Am 11. Februar 2026 (20:00-21:00 Uhr) erreichten uns zahlreiche Nachrichten aus dem nördlichen Teil des Märkischen Viertels. Leser berichteten von einem lauten Knall und spürbaren Erschütterungen. Ausgangspunkt der ersten Meldung war die Finsterwalder Straße 92. Dort habe die Wohnung plötzlich vibriert, verbunden mit einem einzelnen, sehr starken Knall.

Leserbeitrag von unserer Facebook-Seite

In den folgenden Stunden meldeten sich weitere Anwohner aus der Finsterwalder Straße, dem Senftenberger Ring, der Titiseestraße, dem Eichhorster Weg sowie aus Richtung Wittenauer Straße. Auch aus Glienicke und vom Zabel Krüger Damm wurde von einem Knall berichtet. Mehrere Personen beschrieben deutlich spürbare Vibrationen in Wohnungen, wackelnde Fußböden oder kurzzeitig ausgelöste Autoalarmanlagen.

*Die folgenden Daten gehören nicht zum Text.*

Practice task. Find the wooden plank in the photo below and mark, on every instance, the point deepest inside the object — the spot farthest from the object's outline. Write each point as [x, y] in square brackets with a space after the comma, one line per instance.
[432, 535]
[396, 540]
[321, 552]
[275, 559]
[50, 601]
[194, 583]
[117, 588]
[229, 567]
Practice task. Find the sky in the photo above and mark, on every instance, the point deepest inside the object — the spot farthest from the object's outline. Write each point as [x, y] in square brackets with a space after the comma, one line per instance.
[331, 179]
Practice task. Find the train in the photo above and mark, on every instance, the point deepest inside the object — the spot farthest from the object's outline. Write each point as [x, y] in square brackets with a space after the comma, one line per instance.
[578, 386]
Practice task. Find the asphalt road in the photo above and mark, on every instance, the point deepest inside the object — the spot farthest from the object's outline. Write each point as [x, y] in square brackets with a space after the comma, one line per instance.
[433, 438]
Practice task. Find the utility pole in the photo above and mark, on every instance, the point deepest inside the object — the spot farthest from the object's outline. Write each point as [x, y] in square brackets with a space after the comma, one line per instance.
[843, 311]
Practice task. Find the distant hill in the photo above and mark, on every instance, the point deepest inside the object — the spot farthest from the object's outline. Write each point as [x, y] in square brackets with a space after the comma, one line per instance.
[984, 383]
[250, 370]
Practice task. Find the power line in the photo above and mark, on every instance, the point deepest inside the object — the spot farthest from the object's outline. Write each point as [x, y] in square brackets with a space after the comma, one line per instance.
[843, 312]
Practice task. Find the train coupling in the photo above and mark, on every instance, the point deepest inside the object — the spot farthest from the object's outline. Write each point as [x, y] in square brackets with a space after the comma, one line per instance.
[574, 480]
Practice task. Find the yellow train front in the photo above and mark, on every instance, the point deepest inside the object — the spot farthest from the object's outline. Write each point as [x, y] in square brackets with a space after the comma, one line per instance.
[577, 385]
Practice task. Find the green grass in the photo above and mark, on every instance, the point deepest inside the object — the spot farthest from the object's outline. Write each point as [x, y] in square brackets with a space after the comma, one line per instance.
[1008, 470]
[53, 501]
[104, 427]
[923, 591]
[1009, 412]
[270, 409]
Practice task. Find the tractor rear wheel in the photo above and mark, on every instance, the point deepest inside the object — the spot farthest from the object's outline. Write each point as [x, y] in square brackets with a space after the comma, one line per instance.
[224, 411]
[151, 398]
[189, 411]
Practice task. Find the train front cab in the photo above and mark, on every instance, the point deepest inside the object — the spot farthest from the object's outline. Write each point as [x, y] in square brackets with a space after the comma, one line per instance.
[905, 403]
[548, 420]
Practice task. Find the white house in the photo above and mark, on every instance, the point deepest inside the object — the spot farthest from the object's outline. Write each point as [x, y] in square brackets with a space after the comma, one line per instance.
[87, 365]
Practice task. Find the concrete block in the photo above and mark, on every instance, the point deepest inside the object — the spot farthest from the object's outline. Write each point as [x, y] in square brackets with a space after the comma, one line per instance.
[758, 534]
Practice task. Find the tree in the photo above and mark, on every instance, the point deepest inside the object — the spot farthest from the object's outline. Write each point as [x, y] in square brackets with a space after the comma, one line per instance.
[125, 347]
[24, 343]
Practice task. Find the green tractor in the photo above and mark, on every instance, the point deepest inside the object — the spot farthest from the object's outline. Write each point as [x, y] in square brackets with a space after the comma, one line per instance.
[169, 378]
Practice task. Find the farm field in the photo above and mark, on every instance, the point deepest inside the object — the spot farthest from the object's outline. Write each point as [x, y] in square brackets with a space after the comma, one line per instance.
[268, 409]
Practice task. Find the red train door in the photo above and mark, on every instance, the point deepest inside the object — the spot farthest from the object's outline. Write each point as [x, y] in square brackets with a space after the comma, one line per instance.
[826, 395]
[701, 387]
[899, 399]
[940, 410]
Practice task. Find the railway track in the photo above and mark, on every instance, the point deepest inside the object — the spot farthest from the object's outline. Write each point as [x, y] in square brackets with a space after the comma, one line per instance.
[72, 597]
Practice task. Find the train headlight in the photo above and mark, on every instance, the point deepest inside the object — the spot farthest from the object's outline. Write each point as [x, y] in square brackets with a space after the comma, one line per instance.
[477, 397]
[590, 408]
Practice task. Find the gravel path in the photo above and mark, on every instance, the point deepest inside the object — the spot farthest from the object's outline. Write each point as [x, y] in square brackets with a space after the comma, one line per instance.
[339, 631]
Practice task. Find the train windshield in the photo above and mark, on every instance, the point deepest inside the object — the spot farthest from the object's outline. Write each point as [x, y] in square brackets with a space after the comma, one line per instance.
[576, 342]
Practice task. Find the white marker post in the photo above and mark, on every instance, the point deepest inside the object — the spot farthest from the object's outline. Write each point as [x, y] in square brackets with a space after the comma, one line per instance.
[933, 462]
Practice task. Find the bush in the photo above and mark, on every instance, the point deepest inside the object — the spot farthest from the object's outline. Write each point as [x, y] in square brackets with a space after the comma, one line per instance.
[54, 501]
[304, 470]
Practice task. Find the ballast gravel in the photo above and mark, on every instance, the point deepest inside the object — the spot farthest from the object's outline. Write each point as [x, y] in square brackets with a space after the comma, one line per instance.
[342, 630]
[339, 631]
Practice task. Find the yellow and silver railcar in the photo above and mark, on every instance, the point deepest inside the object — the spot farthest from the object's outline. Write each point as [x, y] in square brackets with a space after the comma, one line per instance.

Andere Bereiche meldeten dagegen nichts. Aus Teilen des Senftenberger Rings, aus der Treuenbrietzener Straße, vom Wilhelmsruher Damm, aus der Tiefenseer Straße sowie vom Umfeld des Märkischen Zentrums wurde teils angegeben, keinen Knall wahrgenommen zu haben. Diese unterschiedlichen Wahrnehmungen erschweren eine eindeutige räumliche Zuordnung.

Mehrfach wurde eine mögliche Gasexplosion gegenüber der Hannah Höch Schule in der Finsterwalder Straße genannt. Wir haben uns den Bereich angesehen und konnten dort keine sichtbaren Schäden oder laufenden Maßnahmen feststellen. Eine offizielle Bestätigung für eine Explosion liegt bislang nicht vor.

Beobachtet wurden am Abend Einsatzfahrzeuge von Polizei und Feuerwehr, die über die Wittenauer Straße in Richtung Finsterwalder Straße fuhren. Nach übereinstimmenden Schilderungen hielten Einsatzkräfte im Bereich der Hausnummern zwischen 72 und 96. Einzelne Leser berichteten von Kräften im Hausflur eines Gebäudes. Auf dem Hof wurde vermehrt Rauchentwicklung bei uns gemeldet. Trotzdem verließen die Fahrzeuge den Ort nach kurzer Zeit wieder.

Einige Hinweise lokalisierten den möglichen Ursprung zwischen Senftenberger Ring 54 und der Finsterwalder Straße, in der Nähe des Stadtteilzentrums am Ribbeck-Haus. Andere verwiesen auf den Möbelweg. Auch hier gibt es bislang keine bestätigten Angaben.

Ähnliche Knallgeräusche hat es in den vergangenen Jahren im Märkischen Viertel bereits gegeben. Neu in den aktuellen Schilderungen sind die übereinstimmenden Hinweise auf deutlich spürbare Erschütterungen in Wohnungen.

Zum jetzigen Zeitpunkt gibt es keine offizielle Mitteilung zu Ursache oder Schadenslage. Wir beobachten die Berichterstattung der lokalen Medien und werden Rücksprache mit der Berliner Polizei halten. Sollten bestätigte Informationen vorliegen, ergänzen wir diesen Beitrag entsprechend.

Viele von euch haben sich gefragt, was geschehen ist. Noch gibt es darauf keine gesicherte Antwort. Klar ist nur, dass zahlreiche Menschen nördlich vom Viertel das gleiche wahrgenommen haben.